What is the present status of "Flaws in Oracle file-processing SDKs affect major third-party products"? Is it still a flaw in 2017?

-->

Reference:

http://www.computerworld.com/article/3098266/security/flaws-inoracle-file-processing-sdks-affect-major-third-party-products.html

Details:

Seventeen high-risk vulnerabilities out of the 276 flaws fixed by Oracle Tuesday affect products from third-party software vendors. The vulnerabilities were found by researchers from Cisco's Talos team and are located in the Oracle Outside In Technology (OIT), a collection of software development kits (SDKs) that can be used to extract, normalize, scrub, convert and view some 600 unstructured file formats.

Probable Root cause:

An attacker could exploit these vulnerabilities by sending a malicious email attachment to a victim who then opens the email using web preview This is a Reflected XSS exploit Cross-Site Scripting is an attack that is possible when an application accepts untrusted data and includes it in the context of an HTML page This Vulnerabilities are caused due to improper sanitization.

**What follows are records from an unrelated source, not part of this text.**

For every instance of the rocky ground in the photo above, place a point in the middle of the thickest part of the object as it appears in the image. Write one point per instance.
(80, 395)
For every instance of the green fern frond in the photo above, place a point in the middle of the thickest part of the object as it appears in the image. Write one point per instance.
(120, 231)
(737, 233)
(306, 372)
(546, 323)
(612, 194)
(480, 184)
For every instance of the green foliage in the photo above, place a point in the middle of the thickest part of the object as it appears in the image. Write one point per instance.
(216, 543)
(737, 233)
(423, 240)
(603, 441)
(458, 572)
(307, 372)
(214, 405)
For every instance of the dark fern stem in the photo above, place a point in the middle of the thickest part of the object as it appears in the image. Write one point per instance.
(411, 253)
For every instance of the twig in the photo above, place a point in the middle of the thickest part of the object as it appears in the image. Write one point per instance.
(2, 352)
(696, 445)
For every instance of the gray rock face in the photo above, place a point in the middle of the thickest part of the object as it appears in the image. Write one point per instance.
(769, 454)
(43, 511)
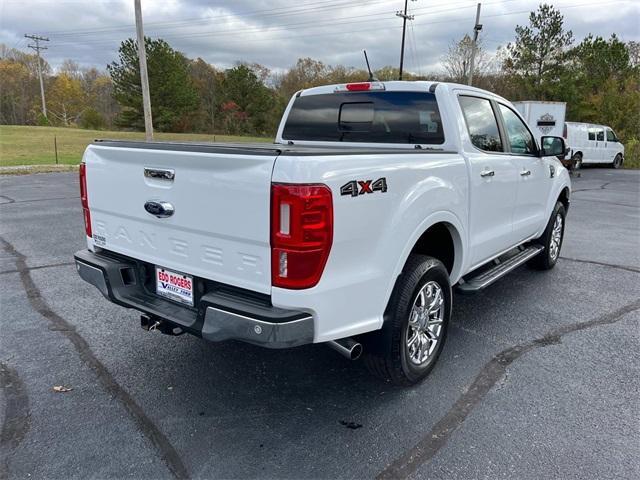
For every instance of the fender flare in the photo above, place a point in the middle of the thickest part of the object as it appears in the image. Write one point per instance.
(458, 235)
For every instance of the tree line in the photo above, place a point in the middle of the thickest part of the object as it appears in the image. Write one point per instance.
(599, 78)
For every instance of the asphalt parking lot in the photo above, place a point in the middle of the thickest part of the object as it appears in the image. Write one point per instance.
(539, 377)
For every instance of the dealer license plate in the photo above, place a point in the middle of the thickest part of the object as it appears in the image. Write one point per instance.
(175, 286)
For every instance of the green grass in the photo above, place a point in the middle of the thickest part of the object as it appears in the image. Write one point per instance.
(27, 145)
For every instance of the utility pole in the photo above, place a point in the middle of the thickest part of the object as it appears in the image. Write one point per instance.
(144, 77)
(404, 17)
(37, 47)
(476, 31)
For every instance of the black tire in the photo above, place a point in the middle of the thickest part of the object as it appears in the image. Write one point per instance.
(392, 360)
(577, 161)
(546, 259)
(617, 162)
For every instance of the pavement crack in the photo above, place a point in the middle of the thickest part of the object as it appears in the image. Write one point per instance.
(17, 416)
(601, 187)
(602, 264)
(492, 372)
(161, 443)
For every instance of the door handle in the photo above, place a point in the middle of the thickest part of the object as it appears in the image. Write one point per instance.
(160, 173)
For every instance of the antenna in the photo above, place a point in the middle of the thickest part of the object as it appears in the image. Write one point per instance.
(372, 78)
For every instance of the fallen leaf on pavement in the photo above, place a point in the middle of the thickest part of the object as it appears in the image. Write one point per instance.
(61, 389)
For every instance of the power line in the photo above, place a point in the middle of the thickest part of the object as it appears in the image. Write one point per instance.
(351, 32)
(272, 12)
(37, 47)
(287, 26)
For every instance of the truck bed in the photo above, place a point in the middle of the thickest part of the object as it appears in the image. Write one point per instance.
(264, 148)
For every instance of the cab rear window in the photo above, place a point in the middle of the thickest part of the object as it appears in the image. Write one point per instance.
(374, 117)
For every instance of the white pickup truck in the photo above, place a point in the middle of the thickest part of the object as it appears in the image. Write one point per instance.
(376, 199)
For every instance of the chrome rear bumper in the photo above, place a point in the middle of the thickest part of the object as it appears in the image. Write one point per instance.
(220, 313)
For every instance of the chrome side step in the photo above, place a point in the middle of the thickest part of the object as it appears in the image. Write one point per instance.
(498, 271)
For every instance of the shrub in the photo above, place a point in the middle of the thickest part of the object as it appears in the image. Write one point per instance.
(91, 119)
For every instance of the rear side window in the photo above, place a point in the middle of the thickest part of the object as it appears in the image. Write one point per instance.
(481, 123)
(375, 117)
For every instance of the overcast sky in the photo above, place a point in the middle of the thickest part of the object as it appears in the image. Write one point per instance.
(277, 32)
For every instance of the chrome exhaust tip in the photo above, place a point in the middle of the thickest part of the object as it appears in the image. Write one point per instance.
(347, 347)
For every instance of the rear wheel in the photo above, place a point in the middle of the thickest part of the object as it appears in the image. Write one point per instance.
(551, 240)
(617, 162)
(417, 319)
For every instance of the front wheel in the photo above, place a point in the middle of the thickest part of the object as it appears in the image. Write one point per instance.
(577, 161)
(617, 162)
(551, 240)
(415, 323)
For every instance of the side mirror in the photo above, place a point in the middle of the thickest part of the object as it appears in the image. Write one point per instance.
(553, 146)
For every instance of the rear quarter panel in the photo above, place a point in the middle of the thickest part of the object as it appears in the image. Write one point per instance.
(373, 232)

Is it a right Possible Recommendations?:

"Customers really do need to apply these Java CPU(Critical Patch Update) patches as soon as possible," Companies should also turn their attention to assets that can be directly attacked from the internet. These include web and application servers like Oracle HTTP Server, WebLogic Server and Glassfish Server, which are part of Oracle's Fusion Middleware suite. "The following list outlines the general approaches to prevent cross-site scripting attacks: 1. Encode output based on input parameters. 2. Filter input parameters for special characters. 3. Filter output based on input parameters for special characters.